Reflexión: Por el Servicio de Animación Bíblica de la Diócesis de Ciudad Guayana. Responsable: Luis Perdomo.
La memoria del amor vivido, permanece para siempre. María Magdalena, cuya fiesta celebramos hoy, se destaca en los evangelios como alguien que compartió con Jesús en el amor, comunicado a todas las personas que se le acercaban.
María Magdalena es mencionada por todos los evangelistas entre las mujeres cercanas a Jesús en el momento de su crucifixión y entre los primeros testimonios de la resurrección de Jesús. El evangelista Juan le da un lugar privilegiado, la presenta como el primer testimonio de la resurrección, antes que todos los demás.

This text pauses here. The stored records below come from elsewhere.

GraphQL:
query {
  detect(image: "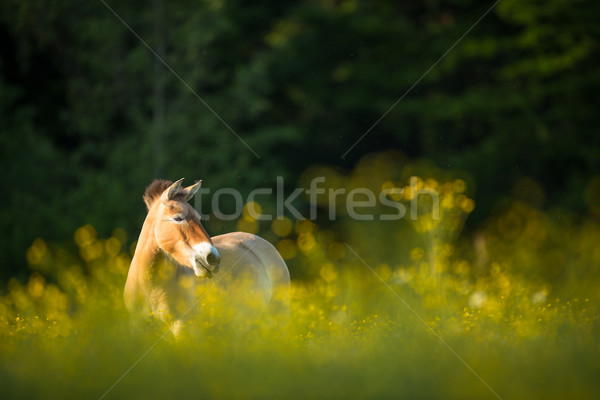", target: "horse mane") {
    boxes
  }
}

[144,179,173,210]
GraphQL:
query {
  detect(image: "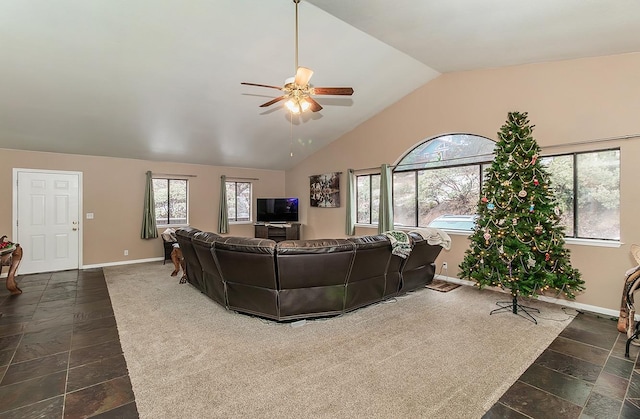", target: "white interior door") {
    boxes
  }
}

[14,169,81,274]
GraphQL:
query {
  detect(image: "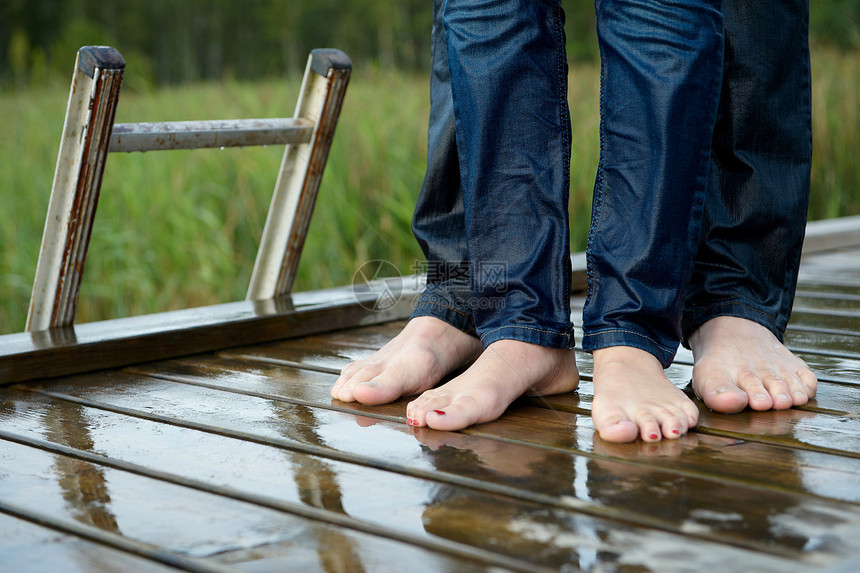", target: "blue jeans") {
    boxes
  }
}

[583,0,812,366]
[412,0,572,348]
[413,0,811,365]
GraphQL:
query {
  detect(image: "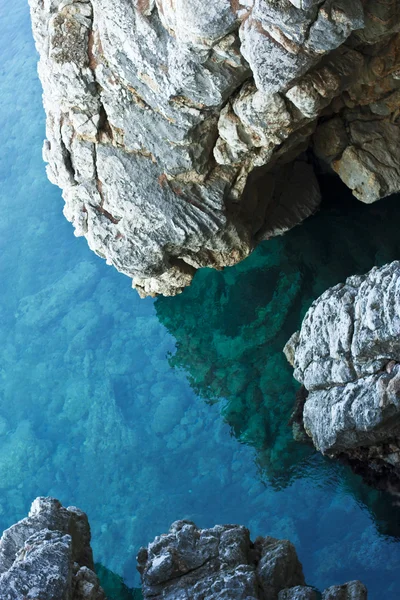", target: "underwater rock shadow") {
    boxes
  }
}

[155,176,400,536]
[95,563,143,600]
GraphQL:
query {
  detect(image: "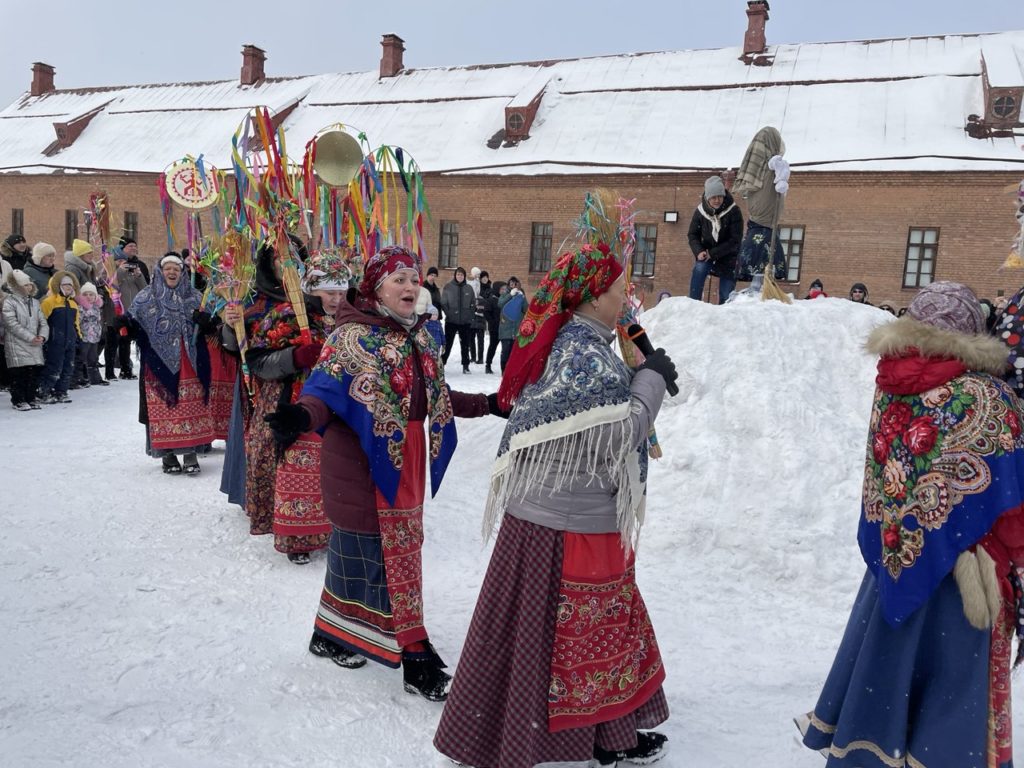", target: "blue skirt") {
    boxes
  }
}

[220,376,246,509]
[798,572,1011,768]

Lucas, en su evangelio, incluyó a María Magdalena entre las mujeres que acompañaban a Jesús desde Galilea, y que había sido curada de espíritus malignos. Comúnmente se piensa que se trata de pecados humillantes. Sin embargo, se puede percibir que estos espíritus malignos o demonios, son los preconceptos de inferioridad y de sumisión a los cuales las mujeres eran sometidas por la cultura patriarcal de Israel, que luego fue liberada por Jesús.
En el evangelio de hoy, que es el mismo que se lee en la octava de Pascua, el evangelista Juan, al inicio del capítulo 20, nos narra que María Magdalena fue con otras mujeres muy temprano al sepulcro de Jesús, el primer día de la semana, y encontraron el sepulcro vacío.
María permanece junto al sepulcro, sin entender, llorando. De pronto Jesús, resucitado, se le acerca, dialoga con ella, pero ella no lo reconoce y lo confunde con el jardinero. Cuando Jesús la llama por su nombre, entonces ella lo reconoce y se postra a sus pies, y lo llama maestro. Luego va corriendo a cumplir el mandato de Jesús de avisarles a los demás discípulos.
María pasa del simple mirar” al “ver”, el comprender la trayectoria divina de Jesús: que vino del Padre, convive con sus discípulos, comunicándoles vida eterna y divina y, ahora, regresa junto a su Padre. Así, los discípulos, después de la muerte y resurrección de Jesús, recordando su experiencia de vida, cuando convivió con ellos, lograron reconocer su divinidad.
En Jesús tenemos la revelación de que Dios es amor, y quien permanece en el amor permanece en Dios Padre, conforme a las palabras de Jesús: “Si alguien me ama guardará mi palabra y mi Padre lo amará y el padre y yo haremos morada en él.” Oremos continuamente para que podamos percibir y entender la presencia de Jesús en nuestras vidas, podamos oír sus palabras y éstas se conviertan en ejemplo y luz en nuestro camino. Amen.